After many months of construction, the addition to the Lawrence Dining Hall stands tall and proud. On one corner, an enticing neon “Diner” sign beckons students to peer in at red vinyl barstools and tables already set with condiments. So why have they been stopped by locked doors and “construction site” signs? Why is the diner still closed?According to Dr. Tom Purce, Assistant Vice President for Student Affairs, the university is waiting on West Chester Borough approval for the diner’s fire suppression system. This system, manufactured by Gaylord, is mounted over cooking areas which use grease and is specially designed to spray chemicals on a grease fire. Water, if used on a grease fire, would cause the grease to splatter, spreading the flames.

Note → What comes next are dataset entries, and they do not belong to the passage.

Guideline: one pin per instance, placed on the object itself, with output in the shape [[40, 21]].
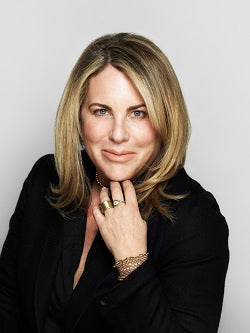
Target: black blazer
[[178, 289]]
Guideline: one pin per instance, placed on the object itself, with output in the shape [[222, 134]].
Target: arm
[[183, 290]]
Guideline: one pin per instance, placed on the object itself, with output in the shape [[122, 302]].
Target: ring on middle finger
[[118, 202], [106, 204]]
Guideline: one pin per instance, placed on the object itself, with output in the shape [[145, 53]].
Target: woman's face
[[118, 135]]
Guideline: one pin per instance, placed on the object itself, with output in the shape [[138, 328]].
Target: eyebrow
[[109, 108]]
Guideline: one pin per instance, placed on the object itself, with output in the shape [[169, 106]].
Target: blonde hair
[[152, 74]]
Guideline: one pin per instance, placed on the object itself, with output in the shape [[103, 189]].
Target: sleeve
[[183, 292], [10, 310]]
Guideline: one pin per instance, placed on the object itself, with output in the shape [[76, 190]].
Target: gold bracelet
[[129, 264]]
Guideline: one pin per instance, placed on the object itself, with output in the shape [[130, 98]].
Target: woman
[[111, 233]]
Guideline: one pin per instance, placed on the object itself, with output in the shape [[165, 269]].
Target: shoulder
[[42, 173], [197, 216]]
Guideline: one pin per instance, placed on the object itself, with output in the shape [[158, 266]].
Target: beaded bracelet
[[129, 264]]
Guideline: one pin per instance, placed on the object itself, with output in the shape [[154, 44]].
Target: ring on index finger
[[118, 202], [106, 204]]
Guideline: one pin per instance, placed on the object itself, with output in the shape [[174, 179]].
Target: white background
[[208, 43]]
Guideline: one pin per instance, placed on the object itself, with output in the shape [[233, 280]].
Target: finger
[[129, 192], [116, 191], [104, 196], [98, 216]]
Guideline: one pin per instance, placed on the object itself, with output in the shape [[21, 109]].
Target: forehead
[[112, 83]]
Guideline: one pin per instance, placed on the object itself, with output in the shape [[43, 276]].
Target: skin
[[117, 126]]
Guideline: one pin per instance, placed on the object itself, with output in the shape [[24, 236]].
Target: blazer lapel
[[48, 265], [98, 265]]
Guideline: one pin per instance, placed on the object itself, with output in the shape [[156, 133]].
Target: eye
[[101, 112], [139, 114]]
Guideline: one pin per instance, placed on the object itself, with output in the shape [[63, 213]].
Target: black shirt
[[63, 285]]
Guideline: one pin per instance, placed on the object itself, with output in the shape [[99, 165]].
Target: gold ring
[[106, 205], [118, 202]]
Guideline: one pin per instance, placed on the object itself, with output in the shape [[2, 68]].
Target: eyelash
[[102, 115]]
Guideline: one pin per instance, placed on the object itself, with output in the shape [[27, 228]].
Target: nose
[[119, 132]]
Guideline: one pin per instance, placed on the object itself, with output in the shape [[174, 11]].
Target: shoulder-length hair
[[152, 74]]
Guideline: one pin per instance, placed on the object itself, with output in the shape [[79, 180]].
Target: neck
[[100, 180]]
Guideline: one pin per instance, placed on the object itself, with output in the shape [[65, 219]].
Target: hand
[[122, 227]]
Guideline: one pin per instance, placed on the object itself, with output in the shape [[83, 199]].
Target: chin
[[119, 176]]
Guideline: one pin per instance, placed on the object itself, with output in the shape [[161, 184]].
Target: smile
[[123, 156]]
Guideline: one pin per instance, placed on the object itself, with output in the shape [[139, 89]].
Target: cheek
[[145, 135]]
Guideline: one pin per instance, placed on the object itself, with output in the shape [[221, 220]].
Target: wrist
[[129, 264]]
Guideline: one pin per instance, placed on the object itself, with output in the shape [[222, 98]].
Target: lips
[[118, 156]]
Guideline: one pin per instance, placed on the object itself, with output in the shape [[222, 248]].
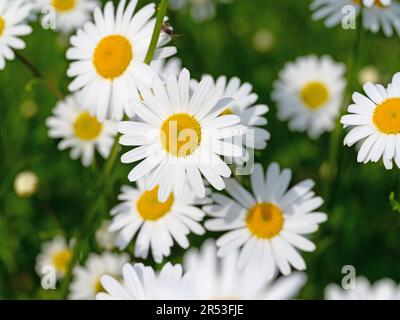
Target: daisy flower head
[[385, 289], [157, 225], [13, 25], [108, 58], [309, 93], [269, 225], [86, 283], [69, 14], [55, 254], [80, 131], [244, 105], [180, 136], [143, 283], [221, 279], [377, 14], [374, 121]]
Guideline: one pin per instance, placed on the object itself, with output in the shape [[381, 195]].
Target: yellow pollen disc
[[180, 134], [150, 208], [98, 287], [112, 56], [227, 112], [2, 26], [87, 127], [378, 3], [387, 116], [64, 5], [314, 94], [62, 259], [265, 220]]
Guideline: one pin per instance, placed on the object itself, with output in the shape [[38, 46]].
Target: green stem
[[162, 10], [92, 217], [337, 132], [37, 74]]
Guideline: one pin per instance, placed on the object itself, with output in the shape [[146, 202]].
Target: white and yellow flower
[[180, 136], [80, 131], [374, 120], [221, 279], [270, 225], [309, 94], [86, 283], [377, 14], [385, 289], [108, 58], [69, 14], [143, 283], [56, 254], [157, 225], [13, 25], [244, 105]]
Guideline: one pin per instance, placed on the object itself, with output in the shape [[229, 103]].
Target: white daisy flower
[[180, 137], [166, 67], [221, 279], [86, 283], [69, 14], [309, 94], [270, 225], [374, 120], [243, 105], [377, 14], [108, 58], [80, 131], [157, 225], [13, 25], [142, 283], [385, 289], [56, 254]]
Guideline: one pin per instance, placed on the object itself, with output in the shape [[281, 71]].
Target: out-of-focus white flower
[[309, 94], [26, 184], [86, 283], [55, 253], [13, 15], [385, 289]]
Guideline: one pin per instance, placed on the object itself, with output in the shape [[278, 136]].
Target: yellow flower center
[[387, 116], [314, 94], [87, 127], [98, 287], [180, 134], [150, 208], [378, 3], [265, 220], [112, 56], [62, 259], [2, 26], [64, 5]]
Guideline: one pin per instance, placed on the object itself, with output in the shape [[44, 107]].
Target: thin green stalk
[[38, 74], [162, 10], [336, 134], [103, 185]]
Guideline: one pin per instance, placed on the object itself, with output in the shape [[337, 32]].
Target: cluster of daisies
[[186, 139]]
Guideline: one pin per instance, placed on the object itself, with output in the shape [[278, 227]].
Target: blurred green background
[[249, 39]]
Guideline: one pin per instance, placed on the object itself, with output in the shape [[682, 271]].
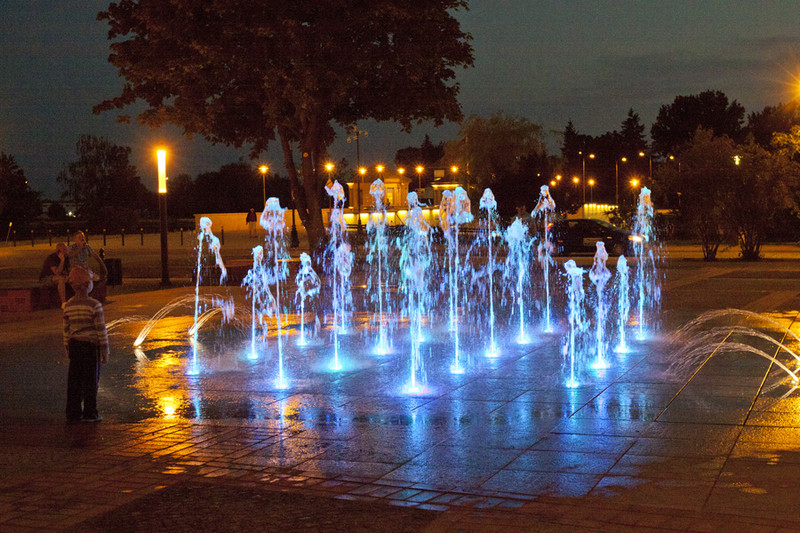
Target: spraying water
[[623, 303], [516, 270], [273, 221], [341, 263], [648, 289], [261, 300], [206, 237], [459, 212], [308, 285], [415, 262], [377, 251], [577, 320], [489, 205], [544, 211], [599, 276]]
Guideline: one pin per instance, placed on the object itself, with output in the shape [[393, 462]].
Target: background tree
[[758, 189], [676, 123], [764, 124], [105, 187], [702, 181], [491, 149], [427, 155], [18, 203], [239, 72]]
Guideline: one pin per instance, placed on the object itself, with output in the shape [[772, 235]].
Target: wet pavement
[[202, 439]]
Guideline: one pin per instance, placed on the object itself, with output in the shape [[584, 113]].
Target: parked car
[[580, 235]]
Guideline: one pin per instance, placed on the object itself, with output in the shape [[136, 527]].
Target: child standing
[[86, 344]]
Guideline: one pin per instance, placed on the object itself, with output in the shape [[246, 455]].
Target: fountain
[[458, 212], [308, 285], [544, 211], [273, 221], [516, 271], [648, 289], [577, 320], [207, 237], [623, 303], [377, 251], [599, 276], [415, 262], [487, 226], [256, 282], [339, 267]]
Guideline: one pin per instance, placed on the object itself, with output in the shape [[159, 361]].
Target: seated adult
[[55, 270], [80, 253]]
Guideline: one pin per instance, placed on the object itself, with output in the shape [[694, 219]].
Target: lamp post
[[583, 179], [161, 156], [264, 169], [650, 157], [356, 134], [361, 172], [616, 179]]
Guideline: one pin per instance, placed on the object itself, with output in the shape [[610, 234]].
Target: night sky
[[549, 62]]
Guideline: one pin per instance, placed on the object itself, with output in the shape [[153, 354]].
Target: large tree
[[240, 72], [676, 123]]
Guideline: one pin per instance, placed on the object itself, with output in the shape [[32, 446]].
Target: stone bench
[[35, 297]]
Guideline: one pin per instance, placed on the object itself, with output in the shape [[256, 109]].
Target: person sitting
[[55, 270], [80, 253]]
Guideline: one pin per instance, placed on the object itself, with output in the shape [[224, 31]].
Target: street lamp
[[361, 171], [650, 157], [583, 176], [264, 169], [616, 179], [161, 156]]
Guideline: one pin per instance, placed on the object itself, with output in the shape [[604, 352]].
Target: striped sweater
[[84, 321]]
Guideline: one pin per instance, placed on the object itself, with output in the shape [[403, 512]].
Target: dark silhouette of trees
[[245, 73], [427, 155], [764, 124], [105, 187], [18, 203], [676, 123]]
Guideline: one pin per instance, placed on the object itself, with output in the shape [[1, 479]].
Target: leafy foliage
[[240, 72]]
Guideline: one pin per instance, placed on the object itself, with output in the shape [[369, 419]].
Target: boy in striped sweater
[[86, 344]]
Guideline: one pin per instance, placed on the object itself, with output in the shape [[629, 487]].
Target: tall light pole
[[583, 179], [361, 173], [161, 156], [264, 169], [650, 157], [356, 134], [616, 179]]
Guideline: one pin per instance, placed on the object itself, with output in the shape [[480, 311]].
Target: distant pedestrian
[[54, 271], [86, 345], [252, 220], [80, 253]]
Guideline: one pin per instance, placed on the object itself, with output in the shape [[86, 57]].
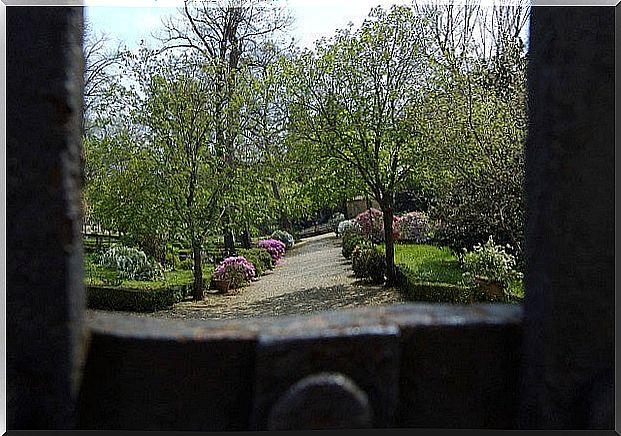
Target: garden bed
[[138, 296], [432, 274]]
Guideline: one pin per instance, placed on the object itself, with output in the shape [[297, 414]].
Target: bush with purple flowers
[[236, 269], [275, 248], [414, 226]]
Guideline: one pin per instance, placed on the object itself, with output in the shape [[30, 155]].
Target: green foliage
[[368, 262], [186, 264], [134, 300], [335, 220], [284, 237], [259, 257], [433, 292], [431, 264], [490, 262], [351, 238], [131, 263]]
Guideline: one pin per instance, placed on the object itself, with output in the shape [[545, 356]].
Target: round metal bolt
[[322, 401]]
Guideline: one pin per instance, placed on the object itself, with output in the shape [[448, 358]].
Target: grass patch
[[434, 274], [106, 290], [97, 275], [429, 264]]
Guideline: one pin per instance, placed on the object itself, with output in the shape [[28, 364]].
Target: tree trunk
[[229, 237], [197, 290], [391, 272], [246, 238], [284, 221]]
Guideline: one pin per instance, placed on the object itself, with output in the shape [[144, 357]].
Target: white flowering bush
[[131, 263], [491, 262]]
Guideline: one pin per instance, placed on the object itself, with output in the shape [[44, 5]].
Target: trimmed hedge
[[135, 300], [435, 292], [368, 262]]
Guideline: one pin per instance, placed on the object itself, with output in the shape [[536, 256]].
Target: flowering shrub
[[371, 224], [344, 226], [334, 222], [236, 269], [275, 248], [414, 226], [492, 262], [284, 237], [259, 257], [131, 263]]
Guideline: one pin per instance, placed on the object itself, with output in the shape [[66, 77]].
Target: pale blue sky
[[314, 18]]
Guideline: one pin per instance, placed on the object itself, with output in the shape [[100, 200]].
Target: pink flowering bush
[[275, 248], [235, 268], [370, 223], [414, 226]]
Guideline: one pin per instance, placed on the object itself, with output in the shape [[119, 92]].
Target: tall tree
[[179, 114], [227, 34], [356, 100], [477, 121]]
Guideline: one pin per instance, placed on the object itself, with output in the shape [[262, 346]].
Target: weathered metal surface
[[322, 401], [45, 298], [165, 383], [570, 172], [386, 351], [367, 355]]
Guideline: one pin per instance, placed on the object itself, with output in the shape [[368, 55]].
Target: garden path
[[313, 276]]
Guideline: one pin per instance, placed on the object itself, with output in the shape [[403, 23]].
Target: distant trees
[[356, 100], [476, 122], [226, 125], [231, 36]]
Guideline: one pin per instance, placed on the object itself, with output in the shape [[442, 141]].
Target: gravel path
[[313, 276]]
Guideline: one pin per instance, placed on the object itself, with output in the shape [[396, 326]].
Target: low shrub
[[490, 262], [135, 300], [274, 247], [351, 238], [284, 237], [368, 262], [131, 263], [334, 222], [414, 227], [344, 226], [237, 269], [432, 292], [259, 257]]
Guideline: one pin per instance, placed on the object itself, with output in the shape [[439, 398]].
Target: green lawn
[[95, 275], [429, 264]]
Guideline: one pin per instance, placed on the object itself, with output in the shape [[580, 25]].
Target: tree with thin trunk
[[178, 112], [227, 34], [356, 100]]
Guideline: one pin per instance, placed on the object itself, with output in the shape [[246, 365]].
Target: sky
[[314, 18]]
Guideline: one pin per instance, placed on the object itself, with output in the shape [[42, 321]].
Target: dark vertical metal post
[[45, 297], [570, 276]]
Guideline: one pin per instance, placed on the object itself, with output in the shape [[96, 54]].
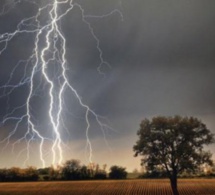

Dee Giardina, Interim Executive Director of Design and Construction, explained late last week that the West Chester office is unfamiliar with the new wet chemical system, which at one stage mixes water with the chemicals. This system has been tested for grill use, and has approval from the state, in addition to being recognized by several National Fire Protection Association fire codes, according to www.nafed.org. However, because water has the potential to be so dangerous near grease, the West Chester office is cautious, and is currently reviewing the documentation of the system.
As soon as it’s given the go-ahead, the diner will be open from noon until one a.m., seven days a week. While there has been some interest in a 24-hour diner, such hours were never planned. Dr. Purce said, “If there are one or two students between two and six a.m., it isn’t really worth keeping it open.” However, if there is demonstrated demand, the hours may be extended.
The diner, which will have a “traditional diner” menu including eggs available anytime, homefries and milkshakes, was supposed to be open much earlier, but the project faced several delays. One was the initial use of a poor grade of steel, which then had to be replaced by U.S. manufactured steel girders. After the facility was basically complete, there was a “punch-list” of items, including a long set of small but necessary touch-up items the construction crew had to complete before the building was ready for inspection. Some of these included final cleaning, paint touch-up and installation of security cameras.
Security is a final issue with the diner, especially with late-night hours. It would be nice to have a place to come hang out or calm down after a late party, but by the same token, the staff and building must be protected from overly rowdy guests and vandalism. Dr. Purce mentioned overhearing some students admiring the chairs in the seating area outside Lawrence, saying, “I’d like one of those for my dorm room!” While many students are only joking with such comments, some follow through – providing one of the concerns that might keep our diner closed more hours than we’d like.